The keyspace and table names are intentionally disposable. Run the same pattern on a lab node or temporary schema first, and use an application keyspace only when the table design, replication settings, and retention rules have already been reviewed.

Steps to insert and query data with Apache Cassandra cqlsh:

  1. Confirm cqlsh can reach the Cassandra node.
    $ cqlsh -e "SELECT release_version FROM system.local;"
    
     release_version
    -----------------
               5.0.8
    
    (1 rows)

    Use the same connection options, credentials, TLS settings, or host name that the target client will use.

  2. Create a disposable keyspace for the smoke test.
    $ cqlsh -e "CREATE KEYSPACE sg_app WITH replication = {'class': 'SimpleStrategy', 'replication_factor': 1};"

    SimpleStrategy with replication factor 1 is for a one-node lab. Use the cluster's approved application keyspace or NetworkTopologyStrategy for production data.

  3. Create a table with one partition key and one clustering column.
    $ cqlsh -e "CREATE TABLE sg_app.sensor_readings (device_id text, reading_at timestamp, temperature_c double, status text, PRIMARY KEY (device_id, reading_at));"

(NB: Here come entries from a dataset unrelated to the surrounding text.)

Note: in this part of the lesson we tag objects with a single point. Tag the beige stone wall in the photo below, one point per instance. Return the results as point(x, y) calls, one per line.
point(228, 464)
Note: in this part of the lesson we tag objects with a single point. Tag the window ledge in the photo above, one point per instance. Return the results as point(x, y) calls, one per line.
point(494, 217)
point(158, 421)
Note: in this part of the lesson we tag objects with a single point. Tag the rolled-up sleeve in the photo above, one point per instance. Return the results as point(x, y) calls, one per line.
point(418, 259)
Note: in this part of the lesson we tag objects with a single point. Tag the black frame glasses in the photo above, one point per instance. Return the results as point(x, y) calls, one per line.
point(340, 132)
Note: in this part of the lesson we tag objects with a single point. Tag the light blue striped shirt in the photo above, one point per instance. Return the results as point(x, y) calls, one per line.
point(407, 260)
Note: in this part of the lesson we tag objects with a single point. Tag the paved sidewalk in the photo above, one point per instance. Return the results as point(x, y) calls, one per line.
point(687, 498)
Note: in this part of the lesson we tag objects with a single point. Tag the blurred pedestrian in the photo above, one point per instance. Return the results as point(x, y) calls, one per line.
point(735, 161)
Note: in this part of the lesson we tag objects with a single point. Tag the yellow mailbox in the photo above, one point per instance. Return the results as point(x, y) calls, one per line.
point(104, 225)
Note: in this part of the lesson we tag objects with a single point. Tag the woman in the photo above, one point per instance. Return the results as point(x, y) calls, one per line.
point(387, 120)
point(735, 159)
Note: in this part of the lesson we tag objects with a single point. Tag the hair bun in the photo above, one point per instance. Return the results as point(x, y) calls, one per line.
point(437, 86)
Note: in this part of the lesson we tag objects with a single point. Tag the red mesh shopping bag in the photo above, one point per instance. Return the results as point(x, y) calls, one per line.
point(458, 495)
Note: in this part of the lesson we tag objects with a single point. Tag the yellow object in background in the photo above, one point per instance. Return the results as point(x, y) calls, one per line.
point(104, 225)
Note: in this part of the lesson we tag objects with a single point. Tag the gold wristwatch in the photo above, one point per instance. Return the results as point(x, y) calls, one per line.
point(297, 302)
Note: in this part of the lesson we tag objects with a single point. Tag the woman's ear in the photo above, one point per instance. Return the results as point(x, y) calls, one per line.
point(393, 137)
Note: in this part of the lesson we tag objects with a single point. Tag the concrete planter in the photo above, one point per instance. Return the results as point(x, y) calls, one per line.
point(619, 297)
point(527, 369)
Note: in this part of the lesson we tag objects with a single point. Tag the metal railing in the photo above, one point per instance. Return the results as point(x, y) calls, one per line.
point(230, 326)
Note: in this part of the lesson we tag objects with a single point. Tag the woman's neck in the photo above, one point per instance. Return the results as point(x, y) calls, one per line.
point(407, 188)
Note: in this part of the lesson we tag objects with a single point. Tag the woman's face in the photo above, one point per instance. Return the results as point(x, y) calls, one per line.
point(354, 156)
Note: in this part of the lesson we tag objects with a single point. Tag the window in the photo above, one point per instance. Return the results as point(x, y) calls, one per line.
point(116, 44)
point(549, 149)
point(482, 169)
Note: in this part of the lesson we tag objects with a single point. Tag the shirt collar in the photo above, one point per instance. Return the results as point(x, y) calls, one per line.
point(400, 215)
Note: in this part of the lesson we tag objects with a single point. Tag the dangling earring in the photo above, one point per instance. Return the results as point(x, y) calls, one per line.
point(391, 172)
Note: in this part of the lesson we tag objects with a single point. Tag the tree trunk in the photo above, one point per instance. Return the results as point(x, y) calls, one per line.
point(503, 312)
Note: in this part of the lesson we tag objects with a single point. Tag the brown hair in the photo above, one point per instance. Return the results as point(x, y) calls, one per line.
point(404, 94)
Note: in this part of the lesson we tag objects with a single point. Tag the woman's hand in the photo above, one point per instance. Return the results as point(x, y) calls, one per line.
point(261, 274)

    The primary key lets Cassandra store all readings for one device_id in the same partition and order them by reading_at inside that partition.

  4. Insert the first sample row.
    $ cqlsh -e "INSERT INTO sg_app.sensor_readings (device_id, reading_at, temperature_c, status) VALUES ('sensor-a', '2026-06-17T10:00:00Z', 24.7, 'ok');"

    INSERT is an upsert in Cassandra. Reusing the same full primary key writes the supplied column values for that row instead of failing because the row already exists.

  5. Insert another row in the same partition.
    $ cqlsh -e "INSERT INTO sg_app.sensor_readings (device_id, reading_at, temperature_c, status) VALUES ('sensor-a', '2026-06-17T10:05:00Z', 25.1, 'ok');"

    Use IF NOT EXISTS only when first-write semantics are required, because it uses Cassandra's lightweight transaction path.

  6. Query the inserted rows by partition key.
    $ cqlsh -e "SELECT device_id, reading_at, temperature_c, status FROM sg_app.sensor_readings WHERE device_id = 'sensor-a';"
    
     device_id | reading_at                      | temperature_c | status
    -----------+---------------------------------+---------------+--------
      sensor-a | 2026-06-17 10:00:00.000000+0000 |          24.7 |     ok
      sensor-a | 2026-06-17 10:05:00.000000+0000 |          25.1 |     ok
    
    (2 rows)

    A partition-key query proves the inserted rows can be read through the table's intended access pattern.

  7. Query one row by its full primary key.
    $ cqlsh -e "SELECT device_id, reading_at, status FROM sg_app.sensor_readings WHERE device_id = 'sensor-a' AND reading_at = '2026-06-17T10:05:00Z';"
    
     device_id | reading_at                      | status
    -----------+---------------------------------+--------
      sensor-a | 2026-06-17 10:05:00.000000+0000 |     ok
    
    (1 rows)
  8. Remove the disposable keyspace after the smoke test.
    $ cqlsh -e "DROP KEYSPACE sg_app;"

    Run this only for the temporary keyspace created above. Dropping a real keyspace removes its schema and data from the cluster.